The Black Hole Mass and Magnetic Field Correlation in AGN: Testing by Optical Polarimetry

TL;DR

This study uses optical polarimetry to test the relationship between black hole magnetic fields and mass in AGN, finding that the correlation does not hold for NGC 4258, thus questioning previous assumptions.

Contribution

It introduces a method to estimate black hole magnetic fields via polarization spectra, testing the B-M relation in AGN using optical polarimetry.

Findings

The B-M correlation is not confirmed for NGC 4258.

Polarization spectra can constrain magnetic field parameters.

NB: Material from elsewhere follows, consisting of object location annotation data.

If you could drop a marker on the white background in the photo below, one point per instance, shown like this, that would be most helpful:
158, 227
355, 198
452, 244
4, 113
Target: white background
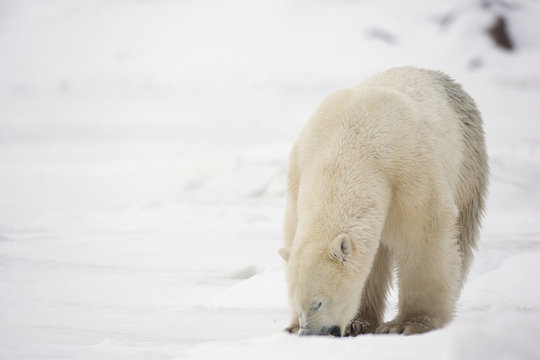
143, 153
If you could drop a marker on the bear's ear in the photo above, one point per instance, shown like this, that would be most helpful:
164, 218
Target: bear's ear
285, 253
341, 247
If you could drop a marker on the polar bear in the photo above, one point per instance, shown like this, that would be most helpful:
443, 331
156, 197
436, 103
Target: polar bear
390, 174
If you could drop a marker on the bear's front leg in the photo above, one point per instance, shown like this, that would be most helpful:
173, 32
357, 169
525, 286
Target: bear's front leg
373, 303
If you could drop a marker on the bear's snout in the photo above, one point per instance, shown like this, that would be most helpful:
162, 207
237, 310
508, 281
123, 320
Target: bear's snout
325, 331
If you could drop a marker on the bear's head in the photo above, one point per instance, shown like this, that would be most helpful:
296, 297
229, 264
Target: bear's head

The method helps refine models of accretion disk magnetism.

Abstract

We consider the integral light polarization from optically thick accretion disks. Basic mechanism is the multiple light scattering on free electrons (Milne's problem) in magnetized atmosphere. The Faraday rotation of the polarization plane changes both the value of integral polarization degree $p$ and the position angle $\chi $. Besides, the characteristic spectra of these values appear. We are testing the known relation between magnetic field of black hole at the horizon $B_{BH}$ and its mass $M_{BH}$, and the usual power-law distribution inside the accretion disk. The formulae for $p(\lambda)$ and $\chi(\lambda)$ depend on a number of parameters describing the particular dependence of magnetic field in accretion disk (the index of power-law distribution, the spin of the black hole, etc.). Comparison of our theoretical values of $p$ and $\chi $ with observed polarization can help us to choice more realistic values of parameters if the accretion disk mechanism gives the main contribution to the observed integral polarization. The main content is connected with estimation of validity of the relation between $B_{BH}$ and $M_{BH}$. We found for the AGN NGC 4258 that such procedure does not confirm the mentioned correlation between magnetic field and mass of black hole.